It's been a minute since I posted and I pray that post finds you doing well. Recently, I have been dealing with the shattered pieces of broken relationships and friendships. Some because of transition, some because of lack of communication, some because of grudges. However, I have concluded that God is not pleased with broken relationships, regardless of the reason.
Yes, there are times where it is best for both parties to go their separate ways and not look back. These times a rare, very rare. In fact, this is the worst case scenario for any of our relationships and friendships.
At the end of the day, our broken relationships and friendships are not a communication issue, a result of transition, or anything else. Broken relationships and friendships are a direct result of a lack of intimacy with Christ. Now, I am not suggesting that you don't pray enough or read your Bible enough. I am suggesting that friendships and relationships are one of the hardest areas to completely surrender to Christ.
Over the past few days and weeks, I let pain blind me. I let it drive me into saying harsh words to dear friends. I let it convince me that all of the brokenness within relationships is just a part of life.

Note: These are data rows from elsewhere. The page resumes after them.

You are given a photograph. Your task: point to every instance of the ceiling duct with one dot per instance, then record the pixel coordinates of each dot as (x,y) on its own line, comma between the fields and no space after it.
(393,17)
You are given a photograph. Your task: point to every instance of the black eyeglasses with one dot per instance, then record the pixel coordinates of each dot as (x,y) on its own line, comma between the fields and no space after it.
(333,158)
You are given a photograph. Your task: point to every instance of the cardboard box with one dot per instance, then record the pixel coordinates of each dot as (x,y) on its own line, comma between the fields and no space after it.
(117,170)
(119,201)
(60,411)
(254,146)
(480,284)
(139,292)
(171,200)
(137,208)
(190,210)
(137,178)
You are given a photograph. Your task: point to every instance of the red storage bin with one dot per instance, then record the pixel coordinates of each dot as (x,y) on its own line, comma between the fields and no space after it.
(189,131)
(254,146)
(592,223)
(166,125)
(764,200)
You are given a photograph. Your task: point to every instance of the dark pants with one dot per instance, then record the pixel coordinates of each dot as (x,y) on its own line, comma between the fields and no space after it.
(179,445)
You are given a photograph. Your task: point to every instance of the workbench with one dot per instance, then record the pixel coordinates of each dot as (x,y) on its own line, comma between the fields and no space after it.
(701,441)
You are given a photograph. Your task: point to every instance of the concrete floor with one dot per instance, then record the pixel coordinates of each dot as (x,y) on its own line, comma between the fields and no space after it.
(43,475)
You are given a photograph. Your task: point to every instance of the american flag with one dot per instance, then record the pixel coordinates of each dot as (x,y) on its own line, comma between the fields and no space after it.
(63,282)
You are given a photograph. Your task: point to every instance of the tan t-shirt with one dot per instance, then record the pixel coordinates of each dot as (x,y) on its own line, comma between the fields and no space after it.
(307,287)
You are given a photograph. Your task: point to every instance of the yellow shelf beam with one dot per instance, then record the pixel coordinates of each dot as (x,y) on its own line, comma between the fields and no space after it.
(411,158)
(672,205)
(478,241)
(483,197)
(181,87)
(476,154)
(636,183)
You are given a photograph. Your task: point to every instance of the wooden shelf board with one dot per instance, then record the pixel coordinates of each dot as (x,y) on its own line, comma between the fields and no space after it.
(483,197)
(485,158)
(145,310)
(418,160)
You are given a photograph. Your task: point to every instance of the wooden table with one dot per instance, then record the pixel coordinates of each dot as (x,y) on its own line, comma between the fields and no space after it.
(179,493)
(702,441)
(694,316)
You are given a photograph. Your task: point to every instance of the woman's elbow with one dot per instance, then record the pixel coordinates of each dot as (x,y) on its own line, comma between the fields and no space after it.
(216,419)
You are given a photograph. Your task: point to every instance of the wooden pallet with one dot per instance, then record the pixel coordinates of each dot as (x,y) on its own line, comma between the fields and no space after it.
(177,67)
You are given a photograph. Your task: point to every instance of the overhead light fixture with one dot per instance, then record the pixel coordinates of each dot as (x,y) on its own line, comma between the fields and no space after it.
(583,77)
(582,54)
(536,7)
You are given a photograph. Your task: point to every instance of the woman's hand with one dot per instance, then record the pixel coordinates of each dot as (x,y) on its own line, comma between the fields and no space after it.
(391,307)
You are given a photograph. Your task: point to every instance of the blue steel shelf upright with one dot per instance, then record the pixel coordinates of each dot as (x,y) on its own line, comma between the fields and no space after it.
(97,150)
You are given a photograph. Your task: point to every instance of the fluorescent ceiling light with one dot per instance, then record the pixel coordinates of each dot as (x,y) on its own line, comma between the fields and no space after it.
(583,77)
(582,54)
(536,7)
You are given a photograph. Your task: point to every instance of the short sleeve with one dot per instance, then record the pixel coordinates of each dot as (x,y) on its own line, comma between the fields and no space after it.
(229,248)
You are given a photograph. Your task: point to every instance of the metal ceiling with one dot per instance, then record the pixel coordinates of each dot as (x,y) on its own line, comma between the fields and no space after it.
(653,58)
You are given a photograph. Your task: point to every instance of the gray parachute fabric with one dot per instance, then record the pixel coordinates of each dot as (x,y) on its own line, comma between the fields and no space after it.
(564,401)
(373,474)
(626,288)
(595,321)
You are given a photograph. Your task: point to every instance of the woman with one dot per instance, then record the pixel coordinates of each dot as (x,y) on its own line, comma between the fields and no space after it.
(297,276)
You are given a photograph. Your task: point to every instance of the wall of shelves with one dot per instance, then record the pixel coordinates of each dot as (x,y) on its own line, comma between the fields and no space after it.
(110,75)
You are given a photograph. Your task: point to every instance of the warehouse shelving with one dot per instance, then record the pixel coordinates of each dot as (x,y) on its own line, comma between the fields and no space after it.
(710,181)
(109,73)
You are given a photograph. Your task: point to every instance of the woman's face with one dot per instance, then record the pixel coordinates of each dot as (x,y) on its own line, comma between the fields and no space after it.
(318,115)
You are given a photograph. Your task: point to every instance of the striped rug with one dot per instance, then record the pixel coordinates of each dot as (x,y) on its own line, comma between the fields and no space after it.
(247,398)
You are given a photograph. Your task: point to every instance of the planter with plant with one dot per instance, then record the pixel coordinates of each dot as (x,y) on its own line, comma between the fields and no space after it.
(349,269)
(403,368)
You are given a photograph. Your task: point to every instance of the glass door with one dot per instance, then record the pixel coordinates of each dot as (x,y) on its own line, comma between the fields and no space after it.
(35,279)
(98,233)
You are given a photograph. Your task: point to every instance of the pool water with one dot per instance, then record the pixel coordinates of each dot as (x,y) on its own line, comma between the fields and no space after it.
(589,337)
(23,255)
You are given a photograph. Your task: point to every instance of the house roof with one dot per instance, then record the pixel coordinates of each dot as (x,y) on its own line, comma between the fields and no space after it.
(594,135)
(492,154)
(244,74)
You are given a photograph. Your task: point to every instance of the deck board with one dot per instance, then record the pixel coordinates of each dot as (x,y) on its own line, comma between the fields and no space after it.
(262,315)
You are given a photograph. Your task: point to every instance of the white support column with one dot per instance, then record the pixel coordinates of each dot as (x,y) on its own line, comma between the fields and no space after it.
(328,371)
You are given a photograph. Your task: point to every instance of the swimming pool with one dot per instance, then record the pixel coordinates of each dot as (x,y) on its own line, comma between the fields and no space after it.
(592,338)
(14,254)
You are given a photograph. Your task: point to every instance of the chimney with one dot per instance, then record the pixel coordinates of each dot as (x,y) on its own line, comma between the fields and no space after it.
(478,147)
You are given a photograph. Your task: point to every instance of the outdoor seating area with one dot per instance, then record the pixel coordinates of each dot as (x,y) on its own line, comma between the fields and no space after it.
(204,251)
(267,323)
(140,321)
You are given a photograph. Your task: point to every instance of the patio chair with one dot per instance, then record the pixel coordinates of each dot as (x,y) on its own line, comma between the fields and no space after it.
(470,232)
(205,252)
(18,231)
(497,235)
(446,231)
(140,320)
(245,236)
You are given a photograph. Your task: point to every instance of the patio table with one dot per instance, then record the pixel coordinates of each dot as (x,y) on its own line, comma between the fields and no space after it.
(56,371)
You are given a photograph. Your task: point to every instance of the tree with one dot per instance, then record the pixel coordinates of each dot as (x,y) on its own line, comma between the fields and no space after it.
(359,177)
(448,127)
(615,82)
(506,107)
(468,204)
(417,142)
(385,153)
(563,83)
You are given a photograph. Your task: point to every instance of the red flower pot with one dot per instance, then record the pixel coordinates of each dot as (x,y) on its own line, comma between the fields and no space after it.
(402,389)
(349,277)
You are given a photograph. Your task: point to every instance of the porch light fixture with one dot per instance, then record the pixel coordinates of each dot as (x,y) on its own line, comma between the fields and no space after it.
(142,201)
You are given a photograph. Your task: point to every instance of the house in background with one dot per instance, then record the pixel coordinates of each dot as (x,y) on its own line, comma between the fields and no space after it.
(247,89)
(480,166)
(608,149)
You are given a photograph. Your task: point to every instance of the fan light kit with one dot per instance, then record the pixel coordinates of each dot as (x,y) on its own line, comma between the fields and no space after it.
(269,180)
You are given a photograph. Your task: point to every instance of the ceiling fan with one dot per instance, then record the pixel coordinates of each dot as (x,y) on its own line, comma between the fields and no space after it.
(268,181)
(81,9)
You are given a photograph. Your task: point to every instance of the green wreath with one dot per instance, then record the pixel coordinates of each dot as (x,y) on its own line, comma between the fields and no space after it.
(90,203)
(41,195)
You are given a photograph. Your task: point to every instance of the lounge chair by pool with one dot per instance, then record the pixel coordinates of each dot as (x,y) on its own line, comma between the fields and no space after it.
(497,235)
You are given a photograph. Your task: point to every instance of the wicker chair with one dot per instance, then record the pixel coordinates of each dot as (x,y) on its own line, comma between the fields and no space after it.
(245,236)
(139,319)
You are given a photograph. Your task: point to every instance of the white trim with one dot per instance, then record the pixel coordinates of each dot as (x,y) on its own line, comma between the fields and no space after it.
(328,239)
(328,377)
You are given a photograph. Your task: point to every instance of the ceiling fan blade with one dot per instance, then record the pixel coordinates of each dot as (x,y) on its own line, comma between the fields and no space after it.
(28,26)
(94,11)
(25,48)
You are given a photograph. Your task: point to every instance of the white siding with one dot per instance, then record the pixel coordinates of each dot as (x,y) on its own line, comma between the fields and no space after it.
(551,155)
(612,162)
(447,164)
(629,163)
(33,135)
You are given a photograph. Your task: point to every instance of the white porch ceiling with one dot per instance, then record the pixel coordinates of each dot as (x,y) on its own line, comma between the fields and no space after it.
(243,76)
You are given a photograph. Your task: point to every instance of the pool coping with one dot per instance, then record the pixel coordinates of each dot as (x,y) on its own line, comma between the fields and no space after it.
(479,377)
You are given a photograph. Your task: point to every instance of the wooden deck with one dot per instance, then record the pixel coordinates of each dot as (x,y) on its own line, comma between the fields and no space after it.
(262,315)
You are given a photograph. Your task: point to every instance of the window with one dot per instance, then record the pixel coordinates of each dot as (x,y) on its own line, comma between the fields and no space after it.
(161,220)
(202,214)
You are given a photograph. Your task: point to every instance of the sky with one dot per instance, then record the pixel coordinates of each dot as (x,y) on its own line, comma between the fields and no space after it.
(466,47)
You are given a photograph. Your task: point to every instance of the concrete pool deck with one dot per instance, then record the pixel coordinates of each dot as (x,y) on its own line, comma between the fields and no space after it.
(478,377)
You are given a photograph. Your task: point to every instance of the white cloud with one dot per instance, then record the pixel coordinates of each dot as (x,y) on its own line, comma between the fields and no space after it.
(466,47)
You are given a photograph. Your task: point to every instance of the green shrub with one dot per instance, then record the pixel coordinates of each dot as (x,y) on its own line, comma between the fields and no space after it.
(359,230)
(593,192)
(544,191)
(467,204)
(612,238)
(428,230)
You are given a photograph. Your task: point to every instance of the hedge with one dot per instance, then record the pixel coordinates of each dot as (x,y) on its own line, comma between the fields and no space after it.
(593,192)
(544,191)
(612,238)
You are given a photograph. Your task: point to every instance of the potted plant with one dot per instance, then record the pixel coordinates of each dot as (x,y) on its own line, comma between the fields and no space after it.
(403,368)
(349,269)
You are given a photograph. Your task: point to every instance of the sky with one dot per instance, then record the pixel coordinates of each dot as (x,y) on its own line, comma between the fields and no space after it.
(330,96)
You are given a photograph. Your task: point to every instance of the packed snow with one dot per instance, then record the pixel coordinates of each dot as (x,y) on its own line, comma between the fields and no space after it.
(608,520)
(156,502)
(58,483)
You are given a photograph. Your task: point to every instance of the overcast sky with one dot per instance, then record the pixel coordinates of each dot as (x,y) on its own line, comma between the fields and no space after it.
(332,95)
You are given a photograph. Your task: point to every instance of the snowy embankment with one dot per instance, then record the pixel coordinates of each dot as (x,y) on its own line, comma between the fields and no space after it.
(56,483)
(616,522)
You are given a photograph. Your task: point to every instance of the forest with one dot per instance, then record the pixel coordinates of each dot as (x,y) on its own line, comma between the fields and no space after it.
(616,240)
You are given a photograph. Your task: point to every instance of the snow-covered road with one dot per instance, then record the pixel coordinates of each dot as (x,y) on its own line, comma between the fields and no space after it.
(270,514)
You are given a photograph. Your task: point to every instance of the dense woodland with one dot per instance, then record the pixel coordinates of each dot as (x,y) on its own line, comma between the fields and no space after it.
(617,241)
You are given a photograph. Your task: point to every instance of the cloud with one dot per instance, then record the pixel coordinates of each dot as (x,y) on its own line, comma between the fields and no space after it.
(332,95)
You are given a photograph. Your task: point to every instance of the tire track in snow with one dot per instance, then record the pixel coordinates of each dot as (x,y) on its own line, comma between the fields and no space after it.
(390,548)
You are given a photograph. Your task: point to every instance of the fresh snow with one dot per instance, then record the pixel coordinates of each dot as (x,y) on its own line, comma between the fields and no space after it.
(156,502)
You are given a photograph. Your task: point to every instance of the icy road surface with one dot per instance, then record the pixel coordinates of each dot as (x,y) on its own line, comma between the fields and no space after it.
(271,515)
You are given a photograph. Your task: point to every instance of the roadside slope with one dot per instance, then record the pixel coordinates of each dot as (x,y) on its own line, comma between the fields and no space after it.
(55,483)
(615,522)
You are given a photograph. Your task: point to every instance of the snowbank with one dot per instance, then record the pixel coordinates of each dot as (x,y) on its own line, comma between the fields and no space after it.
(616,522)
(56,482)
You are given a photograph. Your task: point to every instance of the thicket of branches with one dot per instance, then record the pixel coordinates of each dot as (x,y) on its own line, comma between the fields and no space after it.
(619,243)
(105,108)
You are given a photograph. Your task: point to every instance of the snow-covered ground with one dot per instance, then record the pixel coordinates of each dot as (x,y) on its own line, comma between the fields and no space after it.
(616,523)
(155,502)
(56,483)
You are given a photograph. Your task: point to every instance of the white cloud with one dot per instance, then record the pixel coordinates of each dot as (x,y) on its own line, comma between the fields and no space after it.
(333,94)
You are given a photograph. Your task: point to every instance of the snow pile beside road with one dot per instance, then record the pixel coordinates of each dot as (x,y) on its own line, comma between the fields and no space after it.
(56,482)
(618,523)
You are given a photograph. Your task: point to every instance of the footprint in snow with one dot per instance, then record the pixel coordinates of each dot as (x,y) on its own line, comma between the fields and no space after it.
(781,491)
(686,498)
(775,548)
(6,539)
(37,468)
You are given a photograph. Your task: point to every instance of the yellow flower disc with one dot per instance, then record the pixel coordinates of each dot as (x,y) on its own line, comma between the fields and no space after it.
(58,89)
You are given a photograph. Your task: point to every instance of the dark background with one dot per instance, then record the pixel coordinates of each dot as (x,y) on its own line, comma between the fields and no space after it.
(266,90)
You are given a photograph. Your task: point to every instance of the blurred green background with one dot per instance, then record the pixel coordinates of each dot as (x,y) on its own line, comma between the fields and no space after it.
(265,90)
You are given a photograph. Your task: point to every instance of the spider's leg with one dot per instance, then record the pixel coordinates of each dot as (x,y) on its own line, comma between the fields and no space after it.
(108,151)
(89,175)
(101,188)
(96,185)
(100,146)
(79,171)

Still, there is grace even in this. There is grace for the harsh parting words of a broken friendship. There is grace for the tear-stained eyes of heartbreak. There is grace for you and the family member that you have not spoken to in months or years. There is grace even in this, even in this.
Grace is my friend Jesus. My friend who met me in the midst of the hurt and harsh words. My friend who reminded me that sometimes my expectations are too high because no one can love me like He can. The same friend that held my hand though the tears and doubt. Yet, loved me enough to not let me linger or settle for the brokenness in my relationships or friendships. The friend who offered to go with me on this journey of restoration and healing.
I am so very thankful for my friend. He is walking with me as I sort through multiple friendships and relationships. I must admit it would be much easier to leave things broken, to run, duck, and hide. It is so much more rewarding to get your friends and family members back, to have a long hug after months, to let Jesus show you how to be a friend because He is the friend. He is our friend.